2. Which leads me to my second point: Every charism, not just ours, needs new blood if it is not to stagnate. So the second reason why I am passionately interested in new vowed members is for the ongoing renewal and refreshment of the charism. How we are to live it out given the rapidly changing circumstances in culture and church needs the input of as many fresh perspectives as we can bring to it. This moment is not the end of religious life; it is the end of the particular cultural expression that we have become so used to. But what is the new form? What is our new form? Our new ministries? We have to discover these in the doing. And fresh perspectives will help us see things we don’t see, learn things we need to know, and learn how to listen to and read the signs of these times. We come to this challenge as learners, as travelers with fellow travelers. It’s an exciting journey, and not one to try to make alone.

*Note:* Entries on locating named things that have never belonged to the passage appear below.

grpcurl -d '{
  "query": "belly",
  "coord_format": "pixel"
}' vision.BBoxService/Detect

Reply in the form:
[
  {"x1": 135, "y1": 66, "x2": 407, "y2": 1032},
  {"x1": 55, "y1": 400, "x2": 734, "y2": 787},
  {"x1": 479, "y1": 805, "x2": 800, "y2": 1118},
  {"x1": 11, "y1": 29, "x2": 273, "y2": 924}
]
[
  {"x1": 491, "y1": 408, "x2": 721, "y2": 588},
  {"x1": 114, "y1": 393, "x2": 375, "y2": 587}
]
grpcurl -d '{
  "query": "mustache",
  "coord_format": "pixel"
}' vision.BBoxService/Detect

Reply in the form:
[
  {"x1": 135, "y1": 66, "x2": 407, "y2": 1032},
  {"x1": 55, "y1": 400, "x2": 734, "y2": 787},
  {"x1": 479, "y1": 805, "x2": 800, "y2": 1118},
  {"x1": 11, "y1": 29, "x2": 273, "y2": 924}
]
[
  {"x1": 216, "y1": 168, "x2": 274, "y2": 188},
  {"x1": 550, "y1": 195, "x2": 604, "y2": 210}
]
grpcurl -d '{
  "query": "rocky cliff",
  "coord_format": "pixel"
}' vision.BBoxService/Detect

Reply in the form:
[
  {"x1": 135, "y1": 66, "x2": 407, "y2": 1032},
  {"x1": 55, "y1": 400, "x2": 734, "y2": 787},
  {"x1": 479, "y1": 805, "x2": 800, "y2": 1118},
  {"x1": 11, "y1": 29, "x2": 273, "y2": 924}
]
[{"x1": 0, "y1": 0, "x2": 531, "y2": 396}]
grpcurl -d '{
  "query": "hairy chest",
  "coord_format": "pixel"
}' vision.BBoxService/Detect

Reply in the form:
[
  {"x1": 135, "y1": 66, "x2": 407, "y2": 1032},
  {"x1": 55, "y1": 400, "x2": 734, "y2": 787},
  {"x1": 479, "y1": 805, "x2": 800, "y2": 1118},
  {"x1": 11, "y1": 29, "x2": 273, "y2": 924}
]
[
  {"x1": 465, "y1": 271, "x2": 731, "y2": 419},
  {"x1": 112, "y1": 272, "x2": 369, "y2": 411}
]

Do these new voices need to be young persons intent on vowed ministry? While such persons are most welcome (and we have to make ourselves known to them), I am committed to ongoing conversations with associates and those who work with us, as well as older women who might seek vowed membership. These women should be much more diverse in race and ethnicity and culture than has been characteristic of us in the past. In this new day, who has the wisdom we need? It may not lie where we expect it. Put negatively, we can’t afford to arbitrarily close off any group of persons from this conversation, put positively, the charism of the future will be built on just such diversity.

3. The third reason I am vitally interested in the issue of new vowed membership is that I am convinced that people are still being called. It is very hard to discern the call in this culture of secularism and non-institutional expressions of spirituality. Can we provide a home for these women’s discernment? To my mind, it is completely appropriate to welcome a woman into our community as part of her discernment, and then, as the discernment becomes clear, support her as she moves toward it—even if it not be to our congregation. In this sense, vocation ministry is a ministry to the Church, not just to our particular congregation. But in serving this larger ministry, if we do it with authenticity and skill, we will also be welcoming those whom God is calling to our congregation.

4. The Church needs thoughtful, articulate women religious as part of its ongoing life. And who are we, if not that? The Church needs this charism, our charism, as it, too, must learn to be the Church of the future. All of our varied voices are necessary to that discovery.

5. A word about something I am observing from my ministry perspective. As many of you know, I have worked for more than a quarter century at a Presbyterian Seminary. It is theologically liberal, matching quite closely the theological orientation of most of us. In the past 30 years, the trajectory of membership in the Presbyterian Church (USA) has been strikingly like the trajectory of membership in our congregation. The drops have been nothing short of precipitous in the past half dozen years. The pastorates are fewer and farther between, and it is very difficult now to count on making a living doing ordained ministry. You can imagine what this situation has done to the numbers of students coming to the seminary to prepare for ministry. But what I have observed is that there are still people coming to seminary. They know the situation in their church. They know the situation with ministerial positions is nothing short of grim. But a small group of them come anyhow. They sense they are called to do something very new and creative, though they seldom know what it is when they come. Can we do any less than welcome into our ranks those women, probably fewer in numbers yet called and creative, be they associates, lay consecrated, vowed or in some new form of membership that has yet to be dreamed up? They will be fewer, but they will be creative!

6. Finally, I’d like companions! It’s much more fun, and challenging, to walk this walk with others!